Commitments to lend to related parties as of December 31, 2003,
net of participations, were comprised of $364 million in loans and
guarantees for various business and personal interests made to the
Bancorp and subsidiary directors and $21 million to certain executive
officers. This indebtedness was incurred in the ordinary course of
business on substantially the same terms as those prevailing at the
time of comparable transactions with unrelated parties.
None of the Bancorp’s affiliates, officers, directors or employees
have an interest in or receive any remuneration from any special
purpose entities or qualified special purpose entities with which the
Bancorp transacts business.
Regulatory Matters
On March 27, 2003, the Bancorp announced that it and Fifth Third
Bank had entered into a Written Agreement with the Federal Reserve
Bank of Cleveland and the State of Ohio Department of Commerce,
Division of Financial Institutions which outlines a series of steps to
address and strengthen the Bancorp’s risk management processes and
internal controls. These steps include independent third-party reviews
and the submission of written plans in a number of areas. These areas
include the Bancorp’s management, corporate governance, internal
audit, account reconciliation procedures and policies, information
technology and strategic planning. The Bancorp has submitted all
documentation and information currently required by the Written
Agreement, including all independent third-party reviews. The
Bancorp has largely completed the staffing of its Risk Management
group and has supplemented the size and expertise of the Internal
Audit group. The Bancorp believes the improvement of these areas, as
well as others described in the Written Agreement, is nearly
completed. The Bancorp is continuing to work in cooperation with
the Federal Reserve Bank and the State of Ohio and is devoting its
attention to assisting the Regulators in verifying this progress. The
Bancorp is targeting to accomplish this verification during the first
quarter of 2004. Reference is made to the text of the Written
Agreement (filed as Exhibit 99.8 to the Bancorp’s Form 10-K filed on
March 27, 2003) for additional information regarding the terms of
the Written Agreement. The Bancorp believes that the steps taken in
conjunction with the above Written Agreement have made the
organization stronger through the development of new and expanded
risk management, audit and infrastructure processes.

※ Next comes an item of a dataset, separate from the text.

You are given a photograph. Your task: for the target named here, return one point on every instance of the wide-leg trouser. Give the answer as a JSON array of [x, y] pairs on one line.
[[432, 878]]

Reference is made to Item 1 “Business — Regulation and
Supervision” on pages 5, 6 and 8 in the Bancorp’s Form 10-K (filed
on March 27, 2003) for a discussion of certain possible effects of this
regulatory action, including, among others, no longer satisfying
financial holding company requirements for purposes of the Gramm-
Leach-Bliley Act, higher deposit insurance premiums, incremental
staff expenses and higher legal and consulting expenses.